Menurut Ibnu Hasan, ayat ini mengajarkan bahwa dakwah Islam tidak bisa dilakukan secara individual semata, tetapi harus kolektif. Allah memerintahkan agar ada “ummatun” atau sekelompok umat yang bersatu dalam tujuan mulia ini. Umat yang dimaksud bukan hanya kelompok sosial biasa, melainkan komunitas yang terorganisasi, memiliki tujuan yang sama, dan bekerja sama dalam kebaikan.
“Kalau ada yang mengatakan organisasi itu haram, maka ayat ini perlu dijelaskan. Justru Allah memerintahkan kita untuk membentuk kelompok yang terorganisasi dalam menegakkan amar ma’ruf nahi munkar,” tegasnya.
Ibnu Hasan juga mengutip ayat lain dari Surah Ali Imran ayat 110 yang memperkuat urgensi dakwah kolektif:
كُنتُمْ خَيْرَ أُمَّةٍ أُخْرِجَتْ لِلنَّاسِ تَأْمُرُونَ بِالْمَعْرُوفِ وَتَنْهَوْنَ عَنِ الْمُنكَرِ وَتُؤْمِنُونَ بِاللَّهِ
Artinya, “Kamu adalah umat yang terbaik yang dilahirkan untuk manusia, menyuruh kepada yang ma’ruf, mencegah dari yang munkar, dan beriman kepada Allah.”
Ibnu Hasan mengutip penafsiran Ibnu Katsir bahwa umat terbaik ini adalah umat Nabi Muhammad ﷺ. Dalam istilah klasik disebut “ummatun Muhammadiyah,” yaitu umat yang mengikuti ajaran Rasulullah secara konsisten. Menurutnya, ada tiga syarat utama agar umat Islam layak disebut sebagai khaira ummah atau umat terbaik, yaitu menegakkan amar ma’ruf, mencegah kemungkaran, dan menjaga akidah yang lurus.

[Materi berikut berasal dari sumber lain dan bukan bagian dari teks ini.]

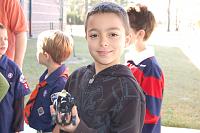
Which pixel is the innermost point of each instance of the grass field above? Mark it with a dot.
(181, 104)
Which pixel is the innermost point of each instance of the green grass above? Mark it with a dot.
(181, 103)
(182, 88)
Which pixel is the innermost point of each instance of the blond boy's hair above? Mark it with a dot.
(57, 44)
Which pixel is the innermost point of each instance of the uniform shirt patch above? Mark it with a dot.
(40, 111)
(44, 93)
(23, 81)
(10, 75)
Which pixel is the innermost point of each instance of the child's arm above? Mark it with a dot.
(153, 88)
(4, 86)
(18, 119)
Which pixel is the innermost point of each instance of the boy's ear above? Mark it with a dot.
(128, 40)
(46, 54)
(141, 34)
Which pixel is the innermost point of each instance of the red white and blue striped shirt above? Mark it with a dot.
(148, 73)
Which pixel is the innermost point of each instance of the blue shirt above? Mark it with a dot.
(11, 107)
(40, 117)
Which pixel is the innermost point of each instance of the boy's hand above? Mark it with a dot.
(71, 127)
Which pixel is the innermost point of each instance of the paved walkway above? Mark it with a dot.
(164, 130)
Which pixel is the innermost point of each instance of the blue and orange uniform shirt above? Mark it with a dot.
(12, 105)
(40, 116)
(149, 75)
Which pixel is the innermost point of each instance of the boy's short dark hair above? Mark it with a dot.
(140, 18)
(109, 7)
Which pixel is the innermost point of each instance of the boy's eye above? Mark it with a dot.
(113, 35)
(93, 35)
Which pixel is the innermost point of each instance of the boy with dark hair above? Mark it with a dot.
(144, 66)
(108, 98)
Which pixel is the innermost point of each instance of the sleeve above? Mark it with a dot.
(21, 89)
(128, 114)
(16, 17)
(73, 81)
(18, 123)
(153, 85)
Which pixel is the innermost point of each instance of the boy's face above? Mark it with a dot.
(3, 41)
(106, 38)
(40, 54)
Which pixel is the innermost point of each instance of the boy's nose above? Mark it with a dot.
(103, 41)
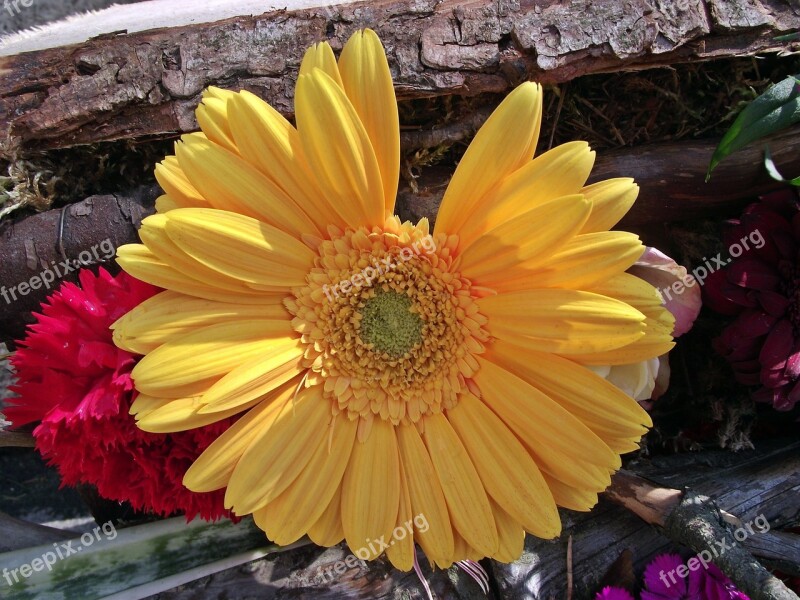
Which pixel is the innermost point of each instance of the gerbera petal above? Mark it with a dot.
(175, 414)
(611, 200)
(277, 457)
(212, 116)
(240, 246)
(213, 469)
(273, 146)
(328, 530)
(287, 518)
(504, 248)
(466, 498)
(346, 170)
(229, 183)
(508, 472)
(201, 357)
(140, 262)
(174, 182)
(251, 380)
(585, 260)
(611, 414)
(401, 549)
(573, 498)
(502, 145)
(560, 443)
(371, 491)
(153, 233)
(561, 171)
(562, 321)
(511, 536)
(168, 315)
(320, 56)
(427, 497)
(368, 83)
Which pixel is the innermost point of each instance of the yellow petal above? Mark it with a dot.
(427, 498)
(214, 467)
(511, 535)
(153, 233)
(611, 200)
(368, 83)
(320, 56)
(579, 499)
(611, 414)
(507, 471)
(230, 183)
(168, 315)
(212, 115)
(273, 146)
(559, 442)
(339, 150)
(559, 172)
(241, 247)
(178, 414)
(254, 378)
(203, 356)
(140, 262)
(328, 530)
(562, 321)
(277, 457)
(371, 491)
(503, 144)
(466, 498)
(585, 260)
(401, 549)
(287, 518)
(503, 248)
(174, 182)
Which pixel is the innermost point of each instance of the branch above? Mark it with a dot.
(695, 521)
(147, 83)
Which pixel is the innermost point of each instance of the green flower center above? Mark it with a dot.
(389, 323)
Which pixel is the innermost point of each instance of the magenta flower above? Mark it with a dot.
(663, 581)
(760, 286)
(613, 593)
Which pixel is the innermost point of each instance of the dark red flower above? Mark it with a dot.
(73, 379)
(760, 286)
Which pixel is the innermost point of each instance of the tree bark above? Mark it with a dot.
(148, 83)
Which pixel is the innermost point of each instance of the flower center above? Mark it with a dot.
(389, 324)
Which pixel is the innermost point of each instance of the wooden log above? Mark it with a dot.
(147, 83)
(671, 189)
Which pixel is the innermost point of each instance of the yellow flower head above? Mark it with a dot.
(398, 385)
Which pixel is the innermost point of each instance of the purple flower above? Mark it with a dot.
(663, 582)
(613, 593)
(761, 288)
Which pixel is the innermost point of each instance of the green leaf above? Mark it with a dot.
(769, 164)
(775, 109)
(135, 562)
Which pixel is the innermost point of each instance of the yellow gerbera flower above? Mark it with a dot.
(397, 385)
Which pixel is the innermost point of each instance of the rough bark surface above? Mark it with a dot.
(149, 83)
(670, 177)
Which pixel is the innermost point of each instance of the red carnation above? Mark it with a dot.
(761, 287)
(73, 379)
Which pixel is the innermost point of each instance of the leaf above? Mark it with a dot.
(769, 164)
(775, 109)
(136, 562)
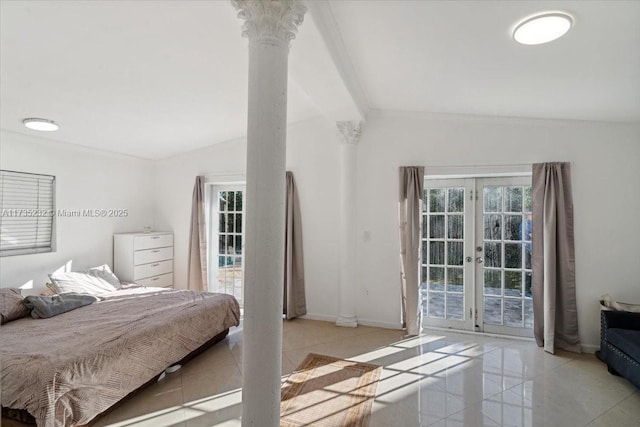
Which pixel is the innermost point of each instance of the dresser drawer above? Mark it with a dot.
(152, 255)
(154, 269)
(152, 241)
(164, 281)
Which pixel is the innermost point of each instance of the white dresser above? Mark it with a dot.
(144, 258)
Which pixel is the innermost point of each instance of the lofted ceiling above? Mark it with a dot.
(157, 78)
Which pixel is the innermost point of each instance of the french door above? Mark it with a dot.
(226, 250)
(476, 255)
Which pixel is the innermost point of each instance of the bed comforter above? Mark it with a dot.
(67, 369)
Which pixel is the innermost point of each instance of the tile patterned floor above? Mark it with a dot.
(438, 379)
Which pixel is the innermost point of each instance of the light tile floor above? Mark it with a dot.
(438, 379)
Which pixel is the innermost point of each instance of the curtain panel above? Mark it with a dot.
(410, 219)
(197, 272)
(555, 312)
(294, 303)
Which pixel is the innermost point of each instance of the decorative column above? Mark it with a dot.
(349, 134)
(270, 25)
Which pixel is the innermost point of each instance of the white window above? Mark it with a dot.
(476, 255)
(226, 247)
(26, 213)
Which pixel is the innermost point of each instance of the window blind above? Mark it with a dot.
(26, 213)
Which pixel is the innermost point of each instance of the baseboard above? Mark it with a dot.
(363, 322)
(378, 324)
(320, 317)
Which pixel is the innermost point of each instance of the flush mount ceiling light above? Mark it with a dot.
(43, 125)
(543, 28)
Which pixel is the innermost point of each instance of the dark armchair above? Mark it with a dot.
(620, 344)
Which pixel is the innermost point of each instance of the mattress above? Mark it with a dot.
(67, 369)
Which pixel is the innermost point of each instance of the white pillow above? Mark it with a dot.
(81, 283)
(104, 272)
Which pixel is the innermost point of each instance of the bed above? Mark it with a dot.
(67, 369)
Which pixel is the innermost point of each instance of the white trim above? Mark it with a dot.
(231, 178)
(378, 324)
(476, 171)
(320, 317)
(485, 334)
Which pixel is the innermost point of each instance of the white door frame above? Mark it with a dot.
(473, 258)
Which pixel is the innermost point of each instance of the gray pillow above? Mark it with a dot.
(11, 306)
(82, 283)
(104, 272)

“Tiga hal itu yang membuat umat Islam disebut terbaik. Jika salah satu ditinggalkan, maka umat ini bisa kehilangan kemuliaannya,” ujarnya.
Lebih jauh, Ibnu Hasan menjelaskan bahwa manusia memiliki keistimewaan dalam penciptaannya dibanding makhluk lain. Hal ini sebagaimana disebutkan dalam Surah At-Tin ayat 4:
لَقَدْ خَلَقْنَا الْإِنسَانَ فِي أَحْسَنِ تَقْوِيمٍ
Artinya, “Sesungguhnya Kami telah menciptakan manusia dalam bentuk yang sebaik-baiknya.”
Baca juga, Makna Mendirikan Salat: Antara Rutinitas dan Transformasi Diri
Dengan bentuk fisik yang sempurna dan akal budi, manusia diberi amanat untuk mengelola bumi dan menegakkan nilai-nilai Ilahiyah. Bahkan malaikat dan jin pun tidak diberi amanat itu. Oleh karena itu, keistimewaan ini harus dijaga dengan akhlak dan keyakinan yang benar.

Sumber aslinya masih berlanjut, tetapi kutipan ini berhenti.